In this issue of Blood, Wahlster et al provide clinical-pathological evidence suggesting that an increase in bone marrow myeloblasts in addition to dysmegakaryopoiesis is a baseline feature of ANKRD26-related thrombocytopenia.1
ANKRD26-related thrombocytopenia, also known as thrombocytopenia 2 (THC2), is one of the relatively more frequent forms of inherited thrombocytopenia.2,3 Affected individuals present autosomal-dominant thrombocytopenia with normal platelet morphology and function. When present, bleeding symptoms are usually mild. Patients with THC2 have an increased risk of developing myeloid neoplasms, with an overall prevalence of progression of 8%.4 Therefore, along with familial platelet disorder with propensity to acute myelogenous leukemia and ETV6-related thrombocytopenia, THC2 is one of the inherited thrombocytopenias with germ line predisposition to hematological malignancies.5
Wahlster and colleagues describe 8 patients with THC2 from 5 unrelated pedigrees exhibiting an increase in bone marrow CD34+ myeloblasts along with dysmegakaryopoiesis in the absence of malignant progression over a median follow-up of 3.5 years. Of note, this bone marrow picture did not associate with cytopenias other than thrombocytopenia, dysplastic features in other lineages other than megakaryocytes, or significant alterations of bone marrow cellularity. Moreover, cytogenetic and molecular screening was negative for somatic clonal abnormalities in all the subjects. In 4 patients with followed-up bone marrows, the CD34+ blast expansion appeared stable over years. Taken together, these observations suggest that this phenomenon represents an intrinsic feature of the genetic disorder rather than a sign of secondary evolution toward myeloid neoplasms.
Because of the limited follow-up, these data, in particular from a prognostic perspective, need to be interpreted with caution. Nevertheless, it is remarkable that the reported individual with the longest follow-up, who had blast counts up to 10% in the bone marrow, remained clinically well and displayed stable blood counts over a period of 10 years.
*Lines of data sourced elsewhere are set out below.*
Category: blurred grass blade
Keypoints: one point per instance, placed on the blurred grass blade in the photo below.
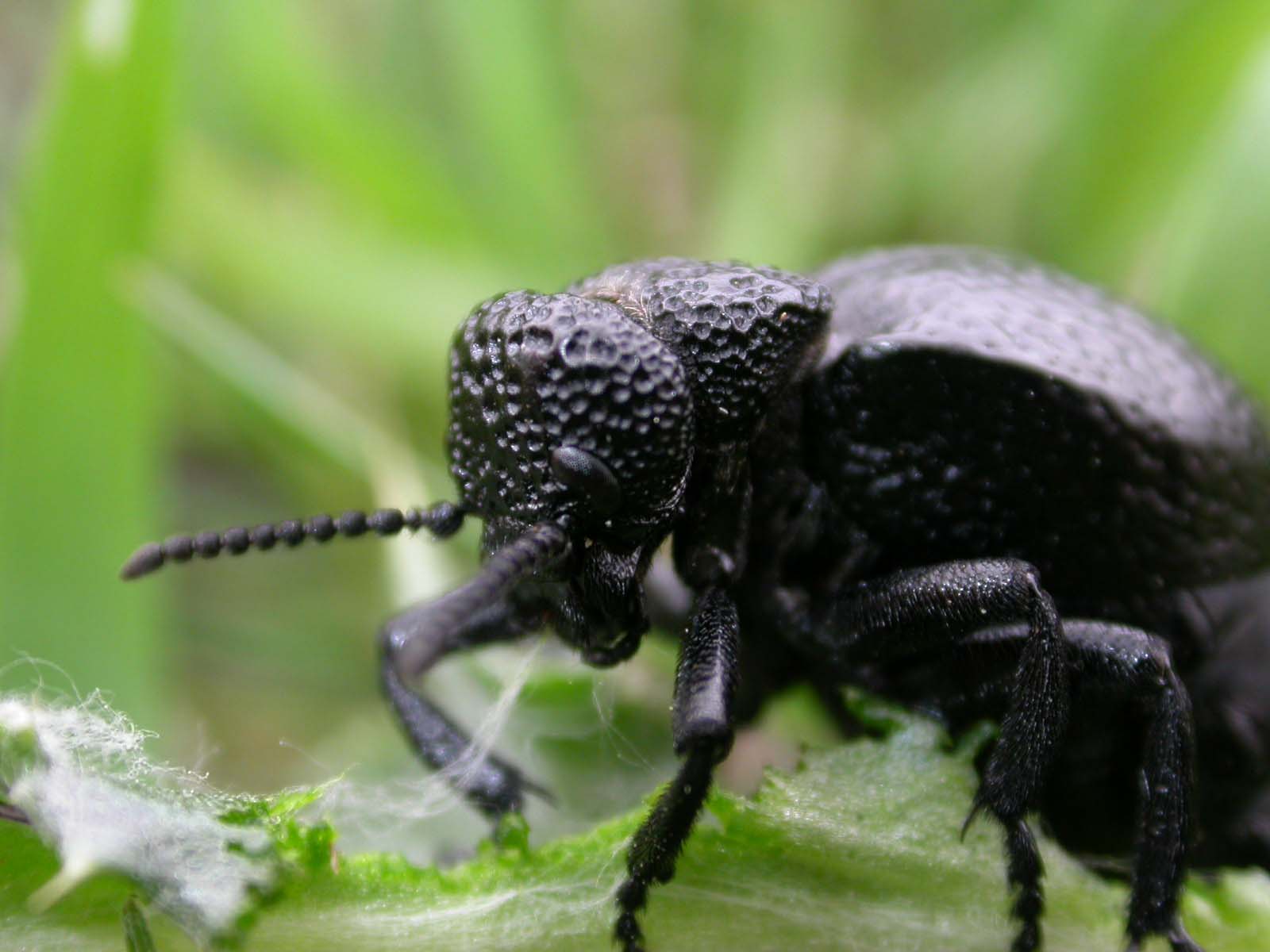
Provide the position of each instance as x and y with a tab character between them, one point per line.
1138	130
137	931
347	437
266	65
78	403
525	163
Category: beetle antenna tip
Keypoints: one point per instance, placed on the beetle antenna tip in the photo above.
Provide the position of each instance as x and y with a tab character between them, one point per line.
145	560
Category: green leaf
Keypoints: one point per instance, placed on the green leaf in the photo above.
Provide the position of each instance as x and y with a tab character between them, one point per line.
857	850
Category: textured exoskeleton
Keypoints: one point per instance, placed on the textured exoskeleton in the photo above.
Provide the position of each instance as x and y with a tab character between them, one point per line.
952	478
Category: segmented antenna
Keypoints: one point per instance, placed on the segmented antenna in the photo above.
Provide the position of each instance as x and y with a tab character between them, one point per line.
442	520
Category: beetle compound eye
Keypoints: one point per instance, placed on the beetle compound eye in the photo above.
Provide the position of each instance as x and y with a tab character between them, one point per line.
588	478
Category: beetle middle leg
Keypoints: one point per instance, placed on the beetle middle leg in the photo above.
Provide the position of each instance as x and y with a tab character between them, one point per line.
935	608
705	685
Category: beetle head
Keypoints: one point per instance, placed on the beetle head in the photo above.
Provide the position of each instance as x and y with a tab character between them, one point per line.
567	410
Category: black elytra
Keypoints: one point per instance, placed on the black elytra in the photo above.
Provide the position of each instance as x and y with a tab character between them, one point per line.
959	479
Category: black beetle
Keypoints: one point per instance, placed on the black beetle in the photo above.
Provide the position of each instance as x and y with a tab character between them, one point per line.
952	478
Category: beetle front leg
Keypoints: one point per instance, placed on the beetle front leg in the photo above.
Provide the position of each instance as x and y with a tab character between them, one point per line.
413	643
935	608
705	683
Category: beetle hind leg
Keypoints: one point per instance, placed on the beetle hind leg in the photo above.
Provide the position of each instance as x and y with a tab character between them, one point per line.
937	608
1132	663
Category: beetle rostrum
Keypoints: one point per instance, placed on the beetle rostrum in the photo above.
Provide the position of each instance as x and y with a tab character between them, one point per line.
956	479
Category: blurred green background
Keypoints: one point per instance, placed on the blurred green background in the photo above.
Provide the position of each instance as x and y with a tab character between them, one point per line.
237	238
The report of Wahlster et al unravels a hitherto unreported characteristic of ANKRD26-related thrombocytopenia that has substantial clinical implications for the assessment and surveillance of affected patients. In fact, clinicians should be aware that the peculiar bone marrow signature with increased myeloblasts and dysmegakaryopoiesis, as well as the already reported changes in blood cell counts such as intermittent erythrocytosis or neutrophilic leukocytosis,6,7 may be part of the baseline hematological phenotype of the disease. The evidence of such bone marrow picture still requires further diagnostic workup, including molecular testing for somatic clonal abnormalities, to exclude a myeloid neoplasm, as well as careful clinical surveillance. However, in the absence of additional red flags indicative of progression to a clonal disorder, these bone marrow findings should not per se prompt a diagnosis of myelodysplasia, initiation of cytoreductive treatments, or consideration of hematopoietic stem cell transplantation.
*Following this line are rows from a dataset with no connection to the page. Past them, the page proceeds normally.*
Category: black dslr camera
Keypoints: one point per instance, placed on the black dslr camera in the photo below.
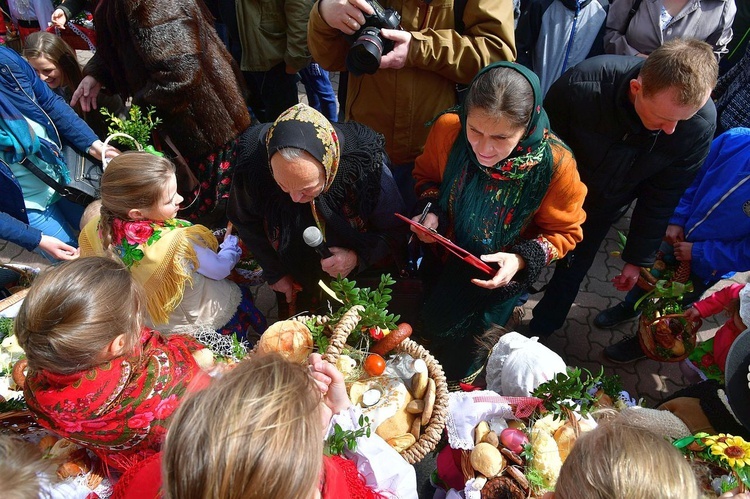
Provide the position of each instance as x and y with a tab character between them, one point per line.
368	46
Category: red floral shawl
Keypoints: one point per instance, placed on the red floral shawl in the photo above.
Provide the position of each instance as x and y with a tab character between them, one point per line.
120	409
343	481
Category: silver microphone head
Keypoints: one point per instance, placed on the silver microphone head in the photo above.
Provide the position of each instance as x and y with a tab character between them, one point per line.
312	237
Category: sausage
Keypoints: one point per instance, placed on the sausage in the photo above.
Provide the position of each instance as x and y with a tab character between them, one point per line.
392	340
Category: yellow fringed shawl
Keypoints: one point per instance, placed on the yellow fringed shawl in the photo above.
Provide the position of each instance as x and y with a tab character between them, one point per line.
167	264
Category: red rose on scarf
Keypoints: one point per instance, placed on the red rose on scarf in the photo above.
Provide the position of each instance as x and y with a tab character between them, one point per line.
138	232
71	426
166	407
140	421
148	406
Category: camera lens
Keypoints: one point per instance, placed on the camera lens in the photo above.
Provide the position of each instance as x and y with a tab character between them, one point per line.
364	54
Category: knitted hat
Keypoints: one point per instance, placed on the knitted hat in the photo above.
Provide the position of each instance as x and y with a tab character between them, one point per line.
517	365
737	373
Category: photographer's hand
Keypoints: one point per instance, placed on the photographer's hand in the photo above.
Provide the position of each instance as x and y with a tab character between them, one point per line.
345	15
396	58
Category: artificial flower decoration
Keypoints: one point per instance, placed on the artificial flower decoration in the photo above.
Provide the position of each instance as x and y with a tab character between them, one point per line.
734	450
In addition, the article refocuses the attention on a subtle diagnostic pitfall concerning THC2. Patients with inherited thrombocytopenia are often misdiagnosed as having immune thrombocytopenia and may receive unnecessary immunosuppressive treatments including splenectomy.3 Because of dysmegakaryopoiesis and, as now shown, increased blasts in the bone marrow, patients with THC2 have the additional risk of being diagnosed with myelodysplastic syndrome and being treated with inappropriate and possible harmful myelosuppressive agents.8 In this regard, it is well to remember that careful exploration of personal and family history represents a simple tool that is often sufficient to suggest the genetic nature of a thrombocytopenia, which can be eventually confirmed with molecular testing. Furthermore, the myelodysplastic syndrome subtype with thrombocytopenia as the only form of cytopenia and unilineage megakaryocyte dysplasia is very rare.9
In conclusion, the report of Wahlster and colleagues provides new insights into the biology of THC2, which should help clinicians to distinguish baseline hematological phenotype from possible signs of malignant progression, thus improving patients’ clinical management, including the prognostic assessment and the planning of follow-up and counseling. The latter topic is still debated and raises difficult ethical issues.10
The findings by Wahlster et al represent a significant step toward the broader goal of defining the baseline clinical and molecular features of the germ line predisposition syndromes, including the other 2 inherited thrombocytopenias associated with propensity to blood neoplasms, due to mutations in the RUNX1 or ETV6 genes. A better understanding of the biology of these disorders is essential to shed light on the second-hit mechanisms triggering the malignant evolution in these patients, for whom the risk of progression is extremely variable, even within the same family, and currently remains unpredictable.
Research on inherited thrombocytopenias with a propensity to develop hematological malignancies represents a unique opportunity to gain insights into the fascinating field of the early events preceding the development of blood neoplasia.
Conflict-of-interest disclosure: The authors declare no competing financial interests.